Ирония, я думаю, вообще скользкая дорожка, и ходить по ней не стоит.
Впрочем, это — так, заметки на полях, и пора вернуться к ноябрьскому вечеру в «пазике».
Ехали долго, а приехали как-то вдруг. «Пазик» остановился, мы вышли в промозглую после автобусного тепла темноту и побрели на смутный свет впереди.
Приземистая громадина трехэтажного корпуса базы была темной. Одна лампочка тускловато светилась над входом. База в осенне-зимний сезон работала исключительно по выходным, а была среда. Однако нас ждали. Быстро распределили по комнатам и накормили ужином.
В столовой я все озиралась, отыскивая писателей, которые будут обсуждать наши стихи. Но оказалось, что они приедут следующим утром.
Почему-то я очень ждала их. Томило любопытство: что за люди такие — писатели. Только раз я встречала автора настоящей книги, и то это была странная встреча.
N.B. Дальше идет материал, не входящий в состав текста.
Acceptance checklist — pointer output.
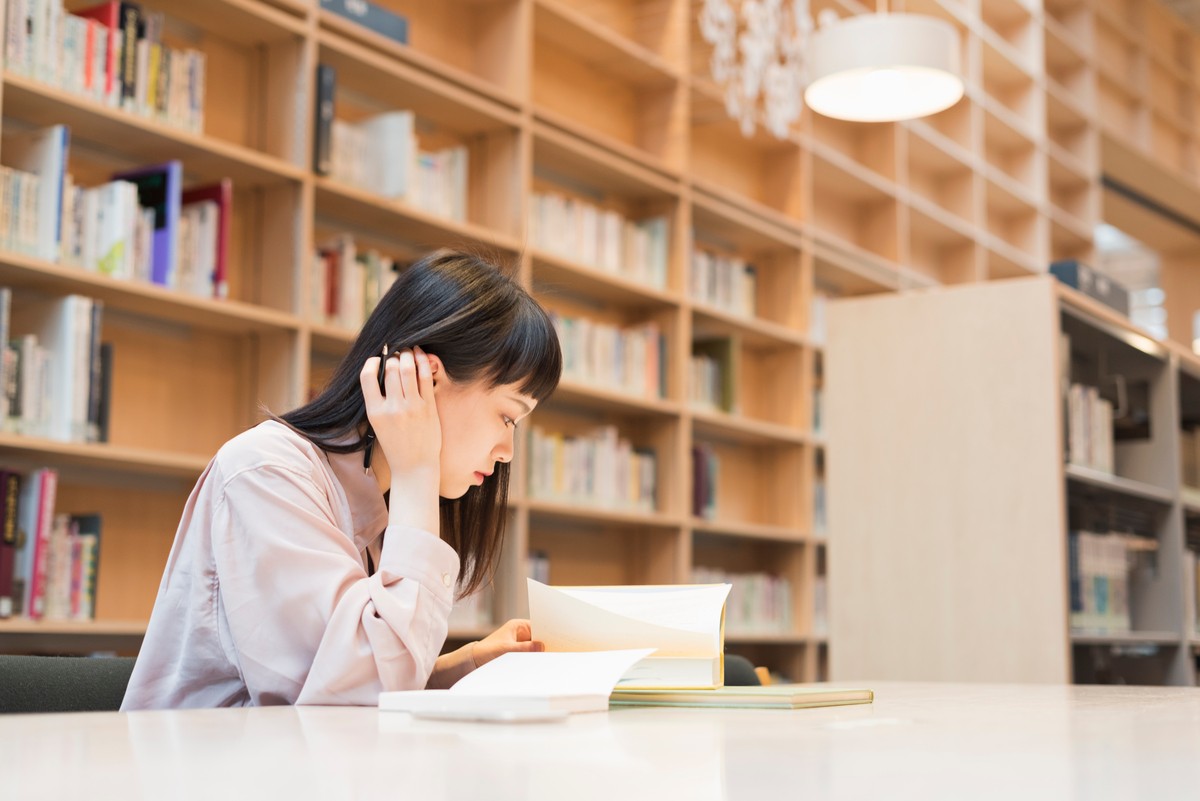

Мне было, наверное, лет одиннадцать, когда к отцу как-то летом зачастила знаменитая смоленская льноводка Зинаида Бородич, молодая, шумная, большая, в ярких крепдешиновых платьях. Про нее даже песня была, из которой помню всего одну строчку:
Бородич, Бородич, спасибо тебе!
Они с отцом о чем-то спорили, обсуждали, горячились, отчего отец словно молодел, становился похож на свою гостью, хоть был почти втрое старше.
Потом Бородич куда-то пропала, а отец после уборочной стал засиживаться за полночь, поскрипывая разъезженным пером и шурша бумажными листами, отчего казалось, что у него в комнате поселилась мышь. Серенькая, с черными бусинами глаз, она раза два мне даже приснилась.
Я иногда заглядывала в отцовские тетради. Там он писал про сорта льнов, про культивацию, про почвы… В общем, неинтересно.
К весне опять явилась Бородич. Румяная с мороза, в цветастом полушалке и плюшевой жакетке, в толстой юбке и валенках, она казалась еще больше и шумней, чем летом. Забрала стопу отцовских тетрадей, исписанных за зиму, и уехала на ожидавшем ее у крыльца «газике».